Monday, March 25, 2024

The Freedom of Being a Universal Life Church Minister

When it comes to ordination, the Universal Life Church (ULC) stands out as a unique entity. Unlike most denominations, which require adherence to a specific statement of faith, the ULC operates on a foundation of immense freedom and inclusivity. When you become a ULC minister, you agree to two fundamental tenets: 1) do only that which is right, and 2) support freedom of religion.

The beauty of these tenets lies in their simplicity and openness. The ULC does not dictate what "doing right" means, leaving that discernment to the individual. This approach allows for a diverse congregation, welcoming atheists, agnostics, Buddhists, Christians, Pagans, and people of any other belief system. It's a testament to the ULC's commitment to true religious freedom.

As a ULC minister, you're not constrained by dogma or doctrine when it comes to your personal beliefs. You can evolve, question, and explore different spiritual paths without fear of losing your ordination. This freedom extends to your ministerial duties as well. Whether it's providing pastoral care, conducting evangelism, or practicing rituals that align with your beliefs, you have the liberty to serve in a way that resonates with you.

In essence, the Universal Life Church offers a platform for those who seek to express their spirituality and serve others without the confines of traditional religious structures. It's a reminder that at the heart of ministry is the call to do what is right and to honor the diverse tapestry of human belief.

Saturday, March 16, 2024

The Different Paths of Ordination: Universal Life Church vs. Traditional Denominations

Ordination is a significant milestone in the journey of becoming a minister, but the path to this milestone varies greatly depending on the denomination or organization. In traditional denominations, such as the Unitarian Universalist Association or the United Church of Christ, the process is rigorous and lengthy.

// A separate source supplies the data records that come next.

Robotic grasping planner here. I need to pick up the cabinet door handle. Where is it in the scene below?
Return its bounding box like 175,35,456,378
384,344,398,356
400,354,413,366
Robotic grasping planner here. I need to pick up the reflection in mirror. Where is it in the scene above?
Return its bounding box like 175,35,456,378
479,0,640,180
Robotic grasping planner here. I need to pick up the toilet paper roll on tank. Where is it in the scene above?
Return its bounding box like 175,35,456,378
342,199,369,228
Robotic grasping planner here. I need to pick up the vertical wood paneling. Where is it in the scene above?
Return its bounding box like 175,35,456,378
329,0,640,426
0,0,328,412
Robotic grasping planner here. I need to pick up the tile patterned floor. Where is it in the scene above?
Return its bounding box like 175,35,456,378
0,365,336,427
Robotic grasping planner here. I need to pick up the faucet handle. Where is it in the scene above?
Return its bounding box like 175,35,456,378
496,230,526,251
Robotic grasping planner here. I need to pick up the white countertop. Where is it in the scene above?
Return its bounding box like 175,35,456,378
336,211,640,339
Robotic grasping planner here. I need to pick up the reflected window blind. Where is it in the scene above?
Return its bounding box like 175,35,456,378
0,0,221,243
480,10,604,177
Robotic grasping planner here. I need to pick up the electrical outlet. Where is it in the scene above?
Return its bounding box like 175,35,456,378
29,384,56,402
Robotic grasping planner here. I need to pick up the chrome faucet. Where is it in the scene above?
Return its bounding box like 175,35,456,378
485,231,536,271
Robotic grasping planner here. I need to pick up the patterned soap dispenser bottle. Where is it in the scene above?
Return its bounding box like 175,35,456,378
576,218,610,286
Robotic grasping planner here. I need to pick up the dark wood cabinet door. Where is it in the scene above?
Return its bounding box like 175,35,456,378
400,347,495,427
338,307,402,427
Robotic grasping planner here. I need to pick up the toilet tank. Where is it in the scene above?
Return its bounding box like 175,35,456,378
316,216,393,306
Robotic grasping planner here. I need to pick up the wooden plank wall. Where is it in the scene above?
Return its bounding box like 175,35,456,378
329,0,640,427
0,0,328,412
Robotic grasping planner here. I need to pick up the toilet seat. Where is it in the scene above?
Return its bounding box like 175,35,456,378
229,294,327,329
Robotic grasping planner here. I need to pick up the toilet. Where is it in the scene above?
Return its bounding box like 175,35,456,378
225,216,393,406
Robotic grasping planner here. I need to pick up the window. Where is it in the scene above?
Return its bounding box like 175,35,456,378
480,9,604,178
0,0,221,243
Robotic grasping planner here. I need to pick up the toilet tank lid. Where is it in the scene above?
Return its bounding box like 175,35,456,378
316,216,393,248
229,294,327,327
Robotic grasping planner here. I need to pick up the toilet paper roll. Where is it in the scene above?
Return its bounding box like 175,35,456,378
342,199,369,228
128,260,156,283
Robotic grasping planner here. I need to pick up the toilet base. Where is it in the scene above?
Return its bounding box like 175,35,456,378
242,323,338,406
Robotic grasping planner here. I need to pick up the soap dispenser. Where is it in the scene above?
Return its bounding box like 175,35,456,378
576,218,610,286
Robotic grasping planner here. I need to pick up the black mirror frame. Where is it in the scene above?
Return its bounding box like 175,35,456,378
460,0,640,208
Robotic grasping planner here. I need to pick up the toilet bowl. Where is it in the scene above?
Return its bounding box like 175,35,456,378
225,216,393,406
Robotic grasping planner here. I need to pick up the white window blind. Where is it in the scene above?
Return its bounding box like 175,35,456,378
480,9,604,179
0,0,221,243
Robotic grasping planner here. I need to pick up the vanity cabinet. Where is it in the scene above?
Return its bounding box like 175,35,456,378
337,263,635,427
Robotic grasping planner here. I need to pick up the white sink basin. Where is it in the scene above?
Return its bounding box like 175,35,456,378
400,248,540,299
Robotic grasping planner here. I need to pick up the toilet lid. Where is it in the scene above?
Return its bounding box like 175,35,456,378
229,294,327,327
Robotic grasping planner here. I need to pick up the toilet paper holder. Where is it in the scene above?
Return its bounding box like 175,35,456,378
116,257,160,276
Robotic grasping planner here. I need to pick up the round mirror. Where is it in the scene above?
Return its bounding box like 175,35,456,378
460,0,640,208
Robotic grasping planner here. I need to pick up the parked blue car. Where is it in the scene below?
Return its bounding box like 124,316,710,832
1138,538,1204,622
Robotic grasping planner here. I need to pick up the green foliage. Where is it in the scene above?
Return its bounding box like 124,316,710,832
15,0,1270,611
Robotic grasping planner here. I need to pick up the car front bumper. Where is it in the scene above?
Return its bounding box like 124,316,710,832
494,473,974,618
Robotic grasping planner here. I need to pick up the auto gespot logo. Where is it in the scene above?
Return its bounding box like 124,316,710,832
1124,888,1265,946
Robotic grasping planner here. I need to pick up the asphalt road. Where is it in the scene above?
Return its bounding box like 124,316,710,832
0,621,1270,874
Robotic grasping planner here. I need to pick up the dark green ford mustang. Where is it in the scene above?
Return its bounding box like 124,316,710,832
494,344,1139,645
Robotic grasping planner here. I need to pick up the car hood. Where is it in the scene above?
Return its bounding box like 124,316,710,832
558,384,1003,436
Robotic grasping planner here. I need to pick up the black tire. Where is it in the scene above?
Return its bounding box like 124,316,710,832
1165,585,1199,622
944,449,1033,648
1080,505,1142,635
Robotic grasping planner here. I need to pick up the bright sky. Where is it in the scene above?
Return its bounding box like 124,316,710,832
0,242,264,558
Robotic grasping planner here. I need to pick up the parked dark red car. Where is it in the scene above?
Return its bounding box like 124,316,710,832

Prospective ministers typically complete a bachelor's degree, a Master of Divinity, a unit of Clinical Pastoral Education, among other requirements, before finally being granted ordination. In the Unitarian Universalist Association, even after ordination, "full fellowship" as a UU minister requires a couple more years of good behavior.

In stark contrast, the Universal Life Church (ULC) practices open ordination. Anyone who applies for ordination with the ULC receives it immediately upon agreeing to support freedom of religion and to do only that which is right. The determination of what is right is left to the discretion of the individual minister.

This difference in approach highlights a fundamental philosophical divergence. In traditional denominations, ordination is the culmination of a rigorous process, a final validation of the candidate's readiness for ministry. For ULC ministers, however, ordination is just the beginning of their journey. It's a starting point from which they can choose to pursue further education, such as a Master of Divinity or Clinical Pastoral Education, or to seek recognition from the larger community as a minister.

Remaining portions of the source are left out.